The mission of the ODD would be to:
Provide leadership in the domain
Federate existing resources and act as a clearinghouse for them
Facilitate replication of successful examples
Help understand the challenges and benefits associated to Open Data
Provide a best practice itself
For that, this reference directory will not initially compile a vast number of references but will give priority to high-quality references endorsed by the Open Data community. The directory will be open to everybody’s contributions, but a group of content curators will be in charge of updates, evaluating any proposed reference before its incorporation.
Although this approach may raise some disadvantages with regards to flexibility it will also lead to great benefits, mainly higher quality and better organisation in the compilation of resources. An intermediate approach where frequent contributors can also act as content curators is also possible.
The expected final result would be a curated directory of valuable organized references that are considered a must know for any Open Data stakeholder, including public administration, academia, civil society, private sector, non-governmental institutions, professional consultants, media and publishing industries or topic specialists among others.
The directory will serve as guidance on issues such as:
Existing Open Data initiatives and reference institutions.
General questions and doubts about Open Data.
Technical questions on associated standards and technologies, such as formats, metadata, linked data, etc.
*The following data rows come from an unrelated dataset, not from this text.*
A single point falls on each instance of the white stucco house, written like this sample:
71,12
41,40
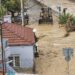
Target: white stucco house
20,45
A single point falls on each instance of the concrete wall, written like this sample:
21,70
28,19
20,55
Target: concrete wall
25,53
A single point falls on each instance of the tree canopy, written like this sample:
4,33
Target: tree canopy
12,5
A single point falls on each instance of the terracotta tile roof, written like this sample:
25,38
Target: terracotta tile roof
17,34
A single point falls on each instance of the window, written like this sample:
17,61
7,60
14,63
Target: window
16,61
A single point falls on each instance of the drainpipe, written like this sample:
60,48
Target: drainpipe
22,11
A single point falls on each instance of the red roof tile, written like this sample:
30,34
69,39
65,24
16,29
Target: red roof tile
18,35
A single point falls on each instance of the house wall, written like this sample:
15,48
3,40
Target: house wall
25,53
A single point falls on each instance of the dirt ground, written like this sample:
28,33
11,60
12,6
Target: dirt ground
51,60
51,42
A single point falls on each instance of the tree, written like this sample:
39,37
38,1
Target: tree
12,6
2,11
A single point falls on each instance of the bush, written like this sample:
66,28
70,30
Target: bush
63,18
73,21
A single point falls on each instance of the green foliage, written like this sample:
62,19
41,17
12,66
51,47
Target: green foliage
12,5
63,18
2,11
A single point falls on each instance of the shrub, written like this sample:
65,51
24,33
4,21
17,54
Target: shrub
73,21
63,18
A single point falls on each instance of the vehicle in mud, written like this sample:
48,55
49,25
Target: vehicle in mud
46,16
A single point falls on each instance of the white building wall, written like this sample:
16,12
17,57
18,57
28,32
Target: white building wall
25,52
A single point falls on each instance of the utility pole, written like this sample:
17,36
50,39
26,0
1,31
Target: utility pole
22,11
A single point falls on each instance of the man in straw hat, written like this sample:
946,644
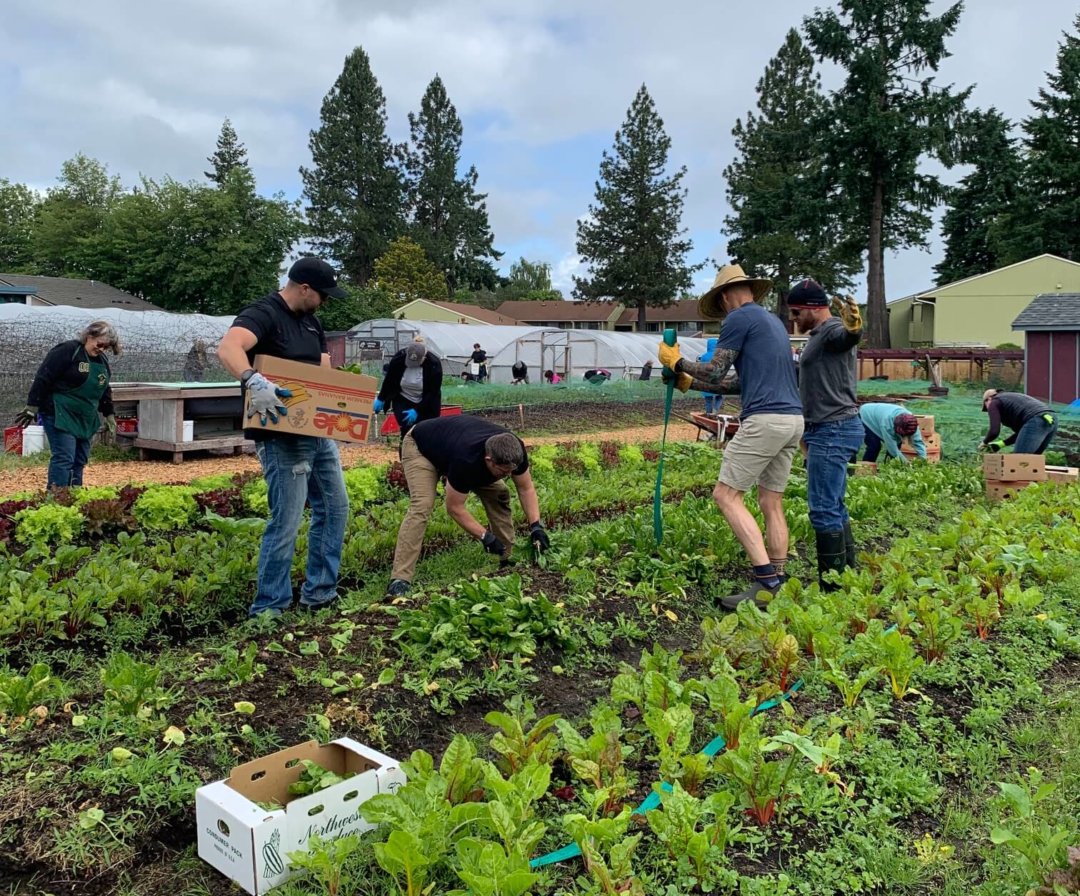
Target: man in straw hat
828,380
1033,422
756,343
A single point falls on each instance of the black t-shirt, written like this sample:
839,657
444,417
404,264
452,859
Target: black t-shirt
455,446
281,333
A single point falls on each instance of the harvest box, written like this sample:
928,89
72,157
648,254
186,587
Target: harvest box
327,403
1027,467
251,844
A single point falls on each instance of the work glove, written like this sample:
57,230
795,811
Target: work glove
539,538
683,381
670,355
266,398
26,417
848,311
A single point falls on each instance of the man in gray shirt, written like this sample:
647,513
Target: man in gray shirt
828,380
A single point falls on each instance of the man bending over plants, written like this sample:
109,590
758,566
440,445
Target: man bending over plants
474,456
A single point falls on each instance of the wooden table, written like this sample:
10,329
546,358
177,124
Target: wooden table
214,409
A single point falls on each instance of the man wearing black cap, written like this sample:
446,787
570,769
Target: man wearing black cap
298,469
828,380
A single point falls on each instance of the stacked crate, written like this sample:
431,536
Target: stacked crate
932,439
1007,474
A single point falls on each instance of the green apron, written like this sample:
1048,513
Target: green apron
77,409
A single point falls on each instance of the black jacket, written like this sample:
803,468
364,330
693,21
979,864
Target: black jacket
431,399
59,372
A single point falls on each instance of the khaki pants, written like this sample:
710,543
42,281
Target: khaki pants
422,477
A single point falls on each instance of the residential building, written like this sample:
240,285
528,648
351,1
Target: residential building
54,290
979,310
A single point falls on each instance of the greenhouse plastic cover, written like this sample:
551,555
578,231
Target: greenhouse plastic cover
569,352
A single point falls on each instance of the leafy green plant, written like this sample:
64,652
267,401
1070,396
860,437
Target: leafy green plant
49,524
518,741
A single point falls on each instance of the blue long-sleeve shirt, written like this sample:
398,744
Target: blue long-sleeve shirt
880,418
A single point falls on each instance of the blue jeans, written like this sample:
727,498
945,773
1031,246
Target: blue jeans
829,446
298,470
1034,436
69,456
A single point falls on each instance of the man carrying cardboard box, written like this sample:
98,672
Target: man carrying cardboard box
298,469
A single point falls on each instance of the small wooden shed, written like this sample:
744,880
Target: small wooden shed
1051,326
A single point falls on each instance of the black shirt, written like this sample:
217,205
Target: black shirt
455,446
281,333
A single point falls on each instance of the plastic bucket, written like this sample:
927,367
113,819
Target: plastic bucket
34,440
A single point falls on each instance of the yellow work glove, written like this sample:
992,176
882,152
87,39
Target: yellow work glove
683,381
848,311
670,355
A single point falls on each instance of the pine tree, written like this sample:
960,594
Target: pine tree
981,201
887,123
230,154
788,218
1045,215
354,188
632,239
448,216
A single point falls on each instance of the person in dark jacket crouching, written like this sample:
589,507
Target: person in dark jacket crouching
413,385
69,391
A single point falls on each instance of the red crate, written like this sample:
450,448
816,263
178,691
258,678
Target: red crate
390,424
13,440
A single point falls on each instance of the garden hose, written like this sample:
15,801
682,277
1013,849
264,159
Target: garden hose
658,519
652,801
Guidelines and best practices for data publication and reuse.
Open Data policies and methodologies.
Impact studies and thematic reports: Economic, Social, Legal, Accountability, etc.
Implementation of Open Data in strategic areas such as: Health, Science, Transportation, Energy, Education, etc.
Educational and dissemination materials.
- Examples of services, applications and products.
We hope that the publication of this report will drive progress and bring the realisation of an Open Data Directory a step closer.
Last, we’d like to thank the Ford Foundation – their support made this project possible.